The bacterial isolation in diarrhea depends mainly on the age of animal and the surrounding environment as well as weather, management which act as predisposing factor on animal for inducing diarrhea. But in the study interested mainly on the bacterial isolation in a horse fecal sample admitted to veterinary diagnostic lab not concerned with animal age and other factors. So the presence of E. coli in large percent does not indicate occurrence of diarrhea because it most common in the feces of foal (Corley et al., 2007) also adult horse shedding salmonella in the feces for long time and become sthece of infection (Guy et al., 2000).

Table 1:	Bacteriological culture results for different isolates in horse in Minnesota (2001-March, 2010)

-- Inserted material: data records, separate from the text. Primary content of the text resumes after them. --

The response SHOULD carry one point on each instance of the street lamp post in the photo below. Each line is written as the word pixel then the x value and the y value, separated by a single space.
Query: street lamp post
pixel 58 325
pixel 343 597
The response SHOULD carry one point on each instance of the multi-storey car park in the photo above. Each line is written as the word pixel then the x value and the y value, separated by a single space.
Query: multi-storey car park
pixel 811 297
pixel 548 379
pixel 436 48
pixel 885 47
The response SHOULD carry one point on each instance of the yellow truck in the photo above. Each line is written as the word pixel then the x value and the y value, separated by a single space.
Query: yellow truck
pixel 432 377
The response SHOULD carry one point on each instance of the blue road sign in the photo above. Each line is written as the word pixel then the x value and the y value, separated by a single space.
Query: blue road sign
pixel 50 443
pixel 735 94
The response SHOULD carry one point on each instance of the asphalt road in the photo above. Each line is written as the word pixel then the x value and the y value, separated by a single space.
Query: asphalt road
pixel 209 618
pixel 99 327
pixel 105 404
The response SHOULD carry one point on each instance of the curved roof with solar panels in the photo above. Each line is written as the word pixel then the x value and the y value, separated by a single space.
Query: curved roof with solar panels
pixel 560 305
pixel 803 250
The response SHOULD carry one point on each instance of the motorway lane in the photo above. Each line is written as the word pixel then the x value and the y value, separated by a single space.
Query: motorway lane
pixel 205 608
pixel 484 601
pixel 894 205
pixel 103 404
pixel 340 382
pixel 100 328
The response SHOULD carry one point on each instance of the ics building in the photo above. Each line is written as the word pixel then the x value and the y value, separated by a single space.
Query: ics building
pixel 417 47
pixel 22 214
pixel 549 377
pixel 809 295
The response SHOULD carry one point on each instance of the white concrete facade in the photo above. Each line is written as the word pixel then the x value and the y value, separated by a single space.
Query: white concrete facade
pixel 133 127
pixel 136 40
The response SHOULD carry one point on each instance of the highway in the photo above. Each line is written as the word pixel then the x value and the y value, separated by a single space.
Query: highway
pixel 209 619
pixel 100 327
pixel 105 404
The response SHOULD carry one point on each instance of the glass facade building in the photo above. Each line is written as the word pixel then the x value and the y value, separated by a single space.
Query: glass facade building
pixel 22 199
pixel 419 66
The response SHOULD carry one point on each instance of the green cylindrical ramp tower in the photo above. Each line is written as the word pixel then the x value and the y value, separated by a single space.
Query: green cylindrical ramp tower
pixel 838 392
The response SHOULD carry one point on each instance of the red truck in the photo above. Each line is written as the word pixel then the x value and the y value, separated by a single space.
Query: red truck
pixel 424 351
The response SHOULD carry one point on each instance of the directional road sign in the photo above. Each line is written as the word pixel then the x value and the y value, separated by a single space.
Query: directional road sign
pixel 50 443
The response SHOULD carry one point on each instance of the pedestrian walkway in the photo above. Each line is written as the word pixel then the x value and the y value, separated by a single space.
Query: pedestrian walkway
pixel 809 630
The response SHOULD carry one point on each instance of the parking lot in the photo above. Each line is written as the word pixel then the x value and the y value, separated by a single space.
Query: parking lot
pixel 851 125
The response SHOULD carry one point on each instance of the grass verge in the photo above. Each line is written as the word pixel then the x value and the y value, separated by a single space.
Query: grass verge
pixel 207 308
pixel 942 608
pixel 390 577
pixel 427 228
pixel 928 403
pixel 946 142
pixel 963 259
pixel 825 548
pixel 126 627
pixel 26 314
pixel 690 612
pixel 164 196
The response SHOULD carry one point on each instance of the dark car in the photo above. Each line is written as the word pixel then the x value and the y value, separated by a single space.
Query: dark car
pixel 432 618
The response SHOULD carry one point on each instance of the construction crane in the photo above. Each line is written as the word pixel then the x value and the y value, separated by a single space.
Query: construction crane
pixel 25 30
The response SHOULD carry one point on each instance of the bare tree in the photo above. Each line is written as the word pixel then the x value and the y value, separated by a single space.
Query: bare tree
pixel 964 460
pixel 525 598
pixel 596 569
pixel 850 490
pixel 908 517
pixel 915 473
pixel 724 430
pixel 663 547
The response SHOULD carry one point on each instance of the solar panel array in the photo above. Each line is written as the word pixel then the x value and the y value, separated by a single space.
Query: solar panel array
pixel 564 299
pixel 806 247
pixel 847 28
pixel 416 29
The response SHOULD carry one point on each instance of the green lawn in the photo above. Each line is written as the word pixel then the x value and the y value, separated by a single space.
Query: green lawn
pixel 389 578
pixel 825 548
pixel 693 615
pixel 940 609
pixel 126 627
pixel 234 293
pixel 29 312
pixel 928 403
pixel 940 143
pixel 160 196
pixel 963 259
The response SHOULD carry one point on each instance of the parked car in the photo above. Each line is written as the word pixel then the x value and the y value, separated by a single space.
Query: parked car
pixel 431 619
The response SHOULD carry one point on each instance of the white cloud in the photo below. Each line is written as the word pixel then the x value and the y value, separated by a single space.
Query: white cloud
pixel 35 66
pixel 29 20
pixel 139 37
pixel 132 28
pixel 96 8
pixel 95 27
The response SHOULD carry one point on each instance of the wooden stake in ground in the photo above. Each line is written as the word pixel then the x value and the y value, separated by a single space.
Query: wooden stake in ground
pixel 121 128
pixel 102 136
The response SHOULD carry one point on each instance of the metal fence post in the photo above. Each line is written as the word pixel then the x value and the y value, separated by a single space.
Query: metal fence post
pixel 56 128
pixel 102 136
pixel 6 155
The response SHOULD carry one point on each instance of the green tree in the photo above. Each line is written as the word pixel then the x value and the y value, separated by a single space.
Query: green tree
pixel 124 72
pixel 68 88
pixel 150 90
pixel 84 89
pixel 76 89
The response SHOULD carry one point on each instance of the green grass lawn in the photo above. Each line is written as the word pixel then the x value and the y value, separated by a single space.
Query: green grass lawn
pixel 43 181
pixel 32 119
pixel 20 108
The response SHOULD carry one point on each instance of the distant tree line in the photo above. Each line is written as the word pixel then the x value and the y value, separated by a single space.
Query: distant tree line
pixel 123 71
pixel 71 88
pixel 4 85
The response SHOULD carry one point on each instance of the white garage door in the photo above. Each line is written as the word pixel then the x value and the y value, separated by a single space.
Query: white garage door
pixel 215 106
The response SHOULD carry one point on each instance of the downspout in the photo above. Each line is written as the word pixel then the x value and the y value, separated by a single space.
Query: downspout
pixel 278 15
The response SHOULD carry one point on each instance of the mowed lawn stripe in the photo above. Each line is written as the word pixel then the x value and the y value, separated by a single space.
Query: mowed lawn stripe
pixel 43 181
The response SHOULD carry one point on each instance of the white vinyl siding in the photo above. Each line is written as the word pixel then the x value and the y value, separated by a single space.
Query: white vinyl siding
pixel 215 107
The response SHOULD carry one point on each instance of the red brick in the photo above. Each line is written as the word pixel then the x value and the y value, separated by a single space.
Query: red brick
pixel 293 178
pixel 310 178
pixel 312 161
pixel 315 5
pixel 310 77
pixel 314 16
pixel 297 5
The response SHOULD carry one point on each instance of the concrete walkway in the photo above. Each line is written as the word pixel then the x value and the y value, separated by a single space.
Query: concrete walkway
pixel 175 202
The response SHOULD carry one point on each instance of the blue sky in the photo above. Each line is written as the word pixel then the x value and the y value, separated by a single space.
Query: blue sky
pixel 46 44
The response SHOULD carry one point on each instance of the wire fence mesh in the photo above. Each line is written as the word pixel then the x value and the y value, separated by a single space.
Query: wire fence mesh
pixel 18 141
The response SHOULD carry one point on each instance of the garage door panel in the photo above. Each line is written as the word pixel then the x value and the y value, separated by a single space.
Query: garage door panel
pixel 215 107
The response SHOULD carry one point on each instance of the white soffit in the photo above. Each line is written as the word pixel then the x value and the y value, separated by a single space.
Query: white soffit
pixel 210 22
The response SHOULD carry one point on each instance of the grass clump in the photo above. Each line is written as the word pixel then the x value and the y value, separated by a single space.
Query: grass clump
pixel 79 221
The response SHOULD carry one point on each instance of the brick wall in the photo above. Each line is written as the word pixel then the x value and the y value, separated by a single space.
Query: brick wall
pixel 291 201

Fig. 1:	Percentage of the bacterial diseases causing diarrhea in horse (2001-2010) and indicate the highest percentage with E. coli followed by salmonella, Clostridium perferingens and Lawsonia intracellularis

Also the bacterial isolation of clostridium does not give any indication about its infection because its spore found in horse feces and no identification to Clostridium sp. especially Clostridium perferingens and Clostridium difficle so this isolation should followed by further test to identify the toxin and species of clostridium because several study showed the virulence and pathogenic effect of Clostridium sp. in horse. The seroprevlance of Lawsonia intracellularis in horse feces indicate presence of infection and need more attention because most study in Lawsonia mainly during infection not with a servay with other bacteria. Lawsonia intracellularis most commonly infect foal and its shedding in feces very little unless accompanied with diseases (Pusterla et al., 2008). The review gives a clear picture of bacterial diarrhea in horses but the detection of 1 or multiple infectious agents in the feces of diarrheic horses does not necessarily indicate that these agents are the cause of disease. Further studying antimicrobial resistance associated with diarrhea in horse and identification of the pathogenic bacteria from non pathogenic, detection the period of shedding these micro organism in feces specially salmonella which cause sever economic losses in horse farm one also rapid detection for bacterial diseases in feces using PCR.

CONCLUSION

The present study showed high prevelance of bacterial agent in horse feces that indicate increase conncering in the management of horse environment, isolation these animals because it become source of infection to other surroundings due to shedding of these micro organism in feces provided and also need specific method of diagnosis for each bacteria, sensitivity test then treatment.

ACKNOWLEDGEMENT

The researchers would like to thank the staff of Bacteriology Lab at Veterinary Diagnostic Lab, Collage of Veterinary Medicine, University of Minnesota.